Grit and determination

Even among students with exceptional life stories, Dong stands out as unbreakable, says Jennifer Morrison, one of Dong’s closest mentors.

“She has that spark, that resilience — some people call it grit — where she’s going to bounce back from defeats,” says Morrison, director of Student Support Services, a TRiO program at UB. “For all students, applying to medical school is incredibly competitive. She is from a different culture, a different language background, so she was really facing an uphill battle. But she would not be deterred.”

Dong exhibited a calculated pragmatism about her career path from the start.

A Provost’s Scholarship recipient and Honors College student, she enrolled initially as a biomedical engineering major to give herself a contingency plan — her thinking was that she could become an engineer if she could not get into medical school.
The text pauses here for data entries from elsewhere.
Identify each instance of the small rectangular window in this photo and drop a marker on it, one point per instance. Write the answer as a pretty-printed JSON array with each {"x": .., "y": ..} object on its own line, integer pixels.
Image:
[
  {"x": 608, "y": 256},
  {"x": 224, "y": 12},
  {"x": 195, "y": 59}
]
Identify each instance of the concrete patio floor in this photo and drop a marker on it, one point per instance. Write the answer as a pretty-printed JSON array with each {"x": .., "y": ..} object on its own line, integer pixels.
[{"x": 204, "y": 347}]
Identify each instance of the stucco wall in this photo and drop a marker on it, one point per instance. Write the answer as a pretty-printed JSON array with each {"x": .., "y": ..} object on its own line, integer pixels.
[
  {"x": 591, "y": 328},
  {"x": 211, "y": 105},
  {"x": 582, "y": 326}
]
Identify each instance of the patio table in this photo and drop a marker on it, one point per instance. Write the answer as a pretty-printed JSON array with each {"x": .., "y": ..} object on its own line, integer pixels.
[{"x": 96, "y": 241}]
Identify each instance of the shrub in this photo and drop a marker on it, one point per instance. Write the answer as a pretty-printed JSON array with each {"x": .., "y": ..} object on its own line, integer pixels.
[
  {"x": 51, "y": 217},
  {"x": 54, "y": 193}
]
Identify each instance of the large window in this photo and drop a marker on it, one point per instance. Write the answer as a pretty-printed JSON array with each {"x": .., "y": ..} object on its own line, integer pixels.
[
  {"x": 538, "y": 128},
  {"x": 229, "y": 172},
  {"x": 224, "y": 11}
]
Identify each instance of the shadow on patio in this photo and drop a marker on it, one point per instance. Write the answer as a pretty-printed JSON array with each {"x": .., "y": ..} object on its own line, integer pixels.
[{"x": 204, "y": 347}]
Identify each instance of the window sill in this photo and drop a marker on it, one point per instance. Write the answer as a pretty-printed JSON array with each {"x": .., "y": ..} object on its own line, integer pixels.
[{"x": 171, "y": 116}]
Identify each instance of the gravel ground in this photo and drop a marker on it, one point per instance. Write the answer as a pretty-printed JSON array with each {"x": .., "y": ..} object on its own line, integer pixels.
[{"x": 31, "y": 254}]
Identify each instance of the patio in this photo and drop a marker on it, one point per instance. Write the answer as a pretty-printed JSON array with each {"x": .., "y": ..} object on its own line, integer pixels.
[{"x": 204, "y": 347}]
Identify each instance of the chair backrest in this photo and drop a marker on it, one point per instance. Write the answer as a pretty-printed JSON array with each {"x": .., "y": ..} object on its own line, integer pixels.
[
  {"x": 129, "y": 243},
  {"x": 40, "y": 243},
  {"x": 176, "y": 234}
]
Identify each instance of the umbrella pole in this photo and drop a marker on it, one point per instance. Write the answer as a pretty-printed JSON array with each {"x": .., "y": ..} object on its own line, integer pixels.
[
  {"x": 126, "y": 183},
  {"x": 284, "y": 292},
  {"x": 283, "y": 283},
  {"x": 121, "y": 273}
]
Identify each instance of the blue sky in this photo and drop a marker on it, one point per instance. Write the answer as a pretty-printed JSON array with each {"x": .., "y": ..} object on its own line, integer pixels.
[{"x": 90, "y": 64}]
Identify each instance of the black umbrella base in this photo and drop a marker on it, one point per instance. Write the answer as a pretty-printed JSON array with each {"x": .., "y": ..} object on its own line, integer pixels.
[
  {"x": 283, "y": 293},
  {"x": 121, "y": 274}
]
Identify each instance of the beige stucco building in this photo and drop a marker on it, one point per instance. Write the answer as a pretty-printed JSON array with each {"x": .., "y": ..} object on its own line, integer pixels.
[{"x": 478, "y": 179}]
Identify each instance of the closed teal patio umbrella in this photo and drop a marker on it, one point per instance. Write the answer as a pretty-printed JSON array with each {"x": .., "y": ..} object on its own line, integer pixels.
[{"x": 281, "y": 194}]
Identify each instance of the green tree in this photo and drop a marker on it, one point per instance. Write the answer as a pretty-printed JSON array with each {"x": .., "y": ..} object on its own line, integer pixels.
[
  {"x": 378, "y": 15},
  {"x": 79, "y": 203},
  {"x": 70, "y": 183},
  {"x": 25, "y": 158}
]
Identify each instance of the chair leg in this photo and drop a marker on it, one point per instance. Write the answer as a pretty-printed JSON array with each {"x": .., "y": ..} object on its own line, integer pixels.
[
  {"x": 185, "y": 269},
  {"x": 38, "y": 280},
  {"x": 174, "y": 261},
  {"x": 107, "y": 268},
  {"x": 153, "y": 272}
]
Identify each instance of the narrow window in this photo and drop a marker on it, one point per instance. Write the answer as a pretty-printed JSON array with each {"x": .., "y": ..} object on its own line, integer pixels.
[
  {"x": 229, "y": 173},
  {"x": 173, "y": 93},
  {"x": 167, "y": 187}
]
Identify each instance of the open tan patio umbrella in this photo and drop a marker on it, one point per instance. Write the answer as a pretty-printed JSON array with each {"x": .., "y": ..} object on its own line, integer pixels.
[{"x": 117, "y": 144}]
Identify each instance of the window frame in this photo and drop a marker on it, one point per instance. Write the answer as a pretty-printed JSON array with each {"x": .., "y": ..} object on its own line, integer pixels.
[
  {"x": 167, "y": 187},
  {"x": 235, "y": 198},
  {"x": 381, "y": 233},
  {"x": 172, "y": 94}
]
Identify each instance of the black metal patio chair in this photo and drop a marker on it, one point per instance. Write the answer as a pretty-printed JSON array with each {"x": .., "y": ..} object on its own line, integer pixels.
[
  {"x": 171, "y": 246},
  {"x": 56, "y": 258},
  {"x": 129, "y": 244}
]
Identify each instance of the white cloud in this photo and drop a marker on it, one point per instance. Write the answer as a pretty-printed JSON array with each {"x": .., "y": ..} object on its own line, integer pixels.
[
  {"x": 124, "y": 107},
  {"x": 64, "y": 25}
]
But she soon switched to biomedical sciences after determining her heart was not in engineering.

To make sure she was choosing the right occupation, she shadowed several doctors, starting with a pediatrician in Flushing, New York, who she found by cold-calling — by visiting clinics unannounced to find medical professionals willing to take her in. For two years, from 2014 to 2016, she volunteered in the emergency room of the Buffalo Veterans Affairs Medical Center, wheeling patients in to see doctors, cleaning treatment rooms and transporting medicine.

To triple check her instincts — to further verify her desire to be a doctor — Dong sought work experience outside of medicine, interning for two summers at Procter & Gamble’s Fabric & Home Care Innovation Center. The time there confirmed her intuition: Yes, medical school was right for her.

Morrison notes it was incredible to see how much Dong accomplished in four years at UB. At various points in college, she served as a research assistant in the pediatrics department, a teaching assistant for a cell biology lab, a chemistry and biology tutor, and a lab assistant in UB’s New York State Center of Excellence in Bioinformatics and Life Sciences.

She studied abroad in London. She picked up a second major in psychology. She worked as a server at an Asian restaurant to help support herself. She participated in community service projects like unclogging a sewer drain in a South Campus neighborhood and baking cookies for a Roswell Park Cancer Institute fundraiser. She found a boyfriend. She went canoeing on Lake LaSalle.

While she’s now off to Stony Brook to be closer to her family, she will leave with fond memories of UB, of Morrison and of all the teachers and advisers who helped her here.

“I thought I would just be a nerd and study all the time,” Dong says. “But the university offers a lot of opportunities for students to experience.”

She sums up four years at UB with six concise words: “It was more than I expected,” she says. She will miss it here.